# Excel 2007: Retaining source cell formatting when using VLOOKUP



## J2g (Feb 10, 2009)

Hi,

I have data in a table, and am using VLOOKUP to search through the 1st column for a word, and return all data in that row in the cells following, an example of the formula I am using in each cell is:

=VLOOKUP(CELL containing search term,table$:table$,Column number,FALSE)

There is nothing wrong with the formula, but wanted to give some context.

My issue is that some of the rows original data is formatted as £0,000.00 and others 10,000 and others 0.00%

Using VLOOKUP brings in the value only, but i need to include the formatting. 

I have tried using conditional formatting by assigning an extra column value (1, 2 or 3 depending on the formatting of that row) and then setting rules which change the formatting of the cells depending on this value. BUT the issue is that the 3 rules are applied in order, so it works to a point, but the rules are not reset when the sheet recalculates (when submitting the search term from the list) so once it gets to the last rule, it sticks.

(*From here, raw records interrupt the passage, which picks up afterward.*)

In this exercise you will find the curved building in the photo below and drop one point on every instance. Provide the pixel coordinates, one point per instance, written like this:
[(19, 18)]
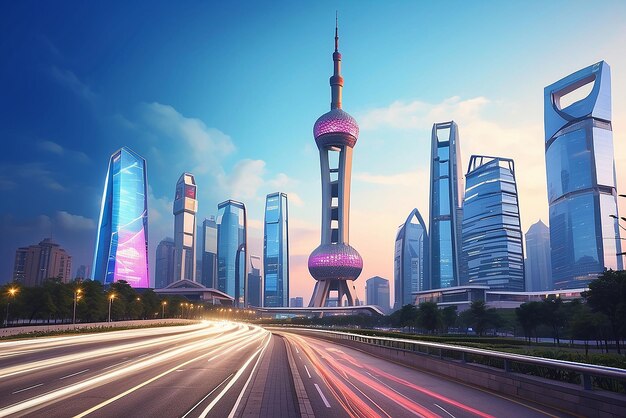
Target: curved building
[(580, 168), (492, 232), (335, 264), (446, 210), (410, 272), (121, 251)]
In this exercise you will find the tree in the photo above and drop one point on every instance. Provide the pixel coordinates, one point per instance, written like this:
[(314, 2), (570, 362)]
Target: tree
[(607, 295)]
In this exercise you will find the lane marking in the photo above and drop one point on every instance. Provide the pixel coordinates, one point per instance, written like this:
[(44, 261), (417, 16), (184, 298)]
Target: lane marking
[(443, 409), (207, 395), (74, 374), (28, 388), (322, 395)]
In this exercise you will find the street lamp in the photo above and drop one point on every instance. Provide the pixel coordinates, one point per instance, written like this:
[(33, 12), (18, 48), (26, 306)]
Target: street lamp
[(12, 291), (77, 293), (111, 297)]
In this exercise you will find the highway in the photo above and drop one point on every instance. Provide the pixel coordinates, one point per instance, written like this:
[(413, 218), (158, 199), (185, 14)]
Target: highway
[(221, 369)]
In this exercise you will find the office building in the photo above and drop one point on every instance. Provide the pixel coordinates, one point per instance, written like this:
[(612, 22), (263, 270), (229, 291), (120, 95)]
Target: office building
[(209, 253), (580, 167), (46, 260), (446, 210), (232, 250), (492, 233), (335, 264), (185, 209), (276, 251), (538, 263), (410, 272), (165, 263), (121, 251), (377, 293)]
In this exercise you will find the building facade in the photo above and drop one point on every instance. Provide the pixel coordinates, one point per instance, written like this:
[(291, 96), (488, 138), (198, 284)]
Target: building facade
[(122, 236), (410, 272), (209, 253), (492, 232), (165, 263), (580, 167), (538, 262), (36, 263), (276, 251), (232, 250), (446, 210), (335, 264), (185, 208), (377, 293)]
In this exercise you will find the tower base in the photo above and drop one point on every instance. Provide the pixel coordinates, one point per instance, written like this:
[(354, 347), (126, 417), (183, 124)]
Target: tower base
[(324, 287)]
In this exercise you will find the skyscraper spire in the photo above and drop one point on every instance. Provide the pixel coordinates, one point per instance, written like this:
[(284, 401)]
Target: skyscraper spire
[(336, 81)]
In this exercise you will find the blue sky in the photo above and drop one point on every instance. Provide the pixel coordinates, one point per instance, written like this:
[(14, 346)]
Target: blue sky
[(230, 91)]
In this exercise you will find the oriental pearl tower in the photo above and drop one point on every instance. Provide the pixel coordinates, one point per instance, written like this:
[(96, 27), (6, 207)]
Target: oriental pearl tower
[(335, 264)]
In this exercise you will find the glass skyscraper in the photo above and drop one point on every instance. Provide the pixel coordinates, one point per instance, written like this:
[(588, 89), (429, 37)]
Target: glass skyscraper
[(122, 236), (580, 169), (209, 252), (446, 213), (410, 273), (276, 251), (232, 250), (492, 233)]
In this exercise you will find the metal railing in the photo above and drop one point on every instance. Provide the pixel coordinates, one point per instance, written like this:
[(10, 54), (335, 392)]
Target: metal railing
[(509, 362)]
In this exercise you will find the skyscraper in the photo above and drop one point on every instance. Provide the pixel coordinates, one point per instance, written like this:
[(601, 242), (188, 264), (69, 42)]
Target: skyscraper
[(36, 263), (492, 233), (446, 211), (276, 251), (538, 266), (580, 168), (122, 236), (185, 208), (335, 264), (209, 252), (165, 265), (254, 282), (232, 250), (410, 272), (377, 292)]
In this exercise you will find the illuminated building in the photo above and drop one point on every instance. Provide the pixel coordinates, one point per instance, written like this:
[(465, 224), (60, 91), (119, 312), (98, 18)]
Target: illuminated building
[(580, 169), (122, 236), (276, 251), (185, 208), (232, 250), (335, 264)]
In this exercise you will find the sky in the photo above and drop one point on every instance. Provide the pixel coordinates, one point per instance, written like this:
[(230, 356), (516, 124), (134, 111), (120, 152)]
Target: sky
[(229, 91)]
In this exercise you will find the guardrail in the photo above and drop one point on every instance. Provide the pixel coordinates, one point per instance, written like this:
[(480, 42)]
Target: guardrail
[(510, 363)]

If anyone has an alternative to VLOOKUP that would keep the formatting or any advice on the conditional formatting and making the rules start again from 1 that would be great.


----------



## turbodante (Dec 19, 2008)

I can't think how to achieve this without resorting to the help of a bit of VBA code, to check the cells formating after a match is found.


----------



## J2g (Feb 10, 2009)

Thanks for your advice.

I am not against the use of VBA coding, however, I am using the excel sheet as a back-end to an Xcelsius file, and i dont know how the two technologies will conflict when using VBA.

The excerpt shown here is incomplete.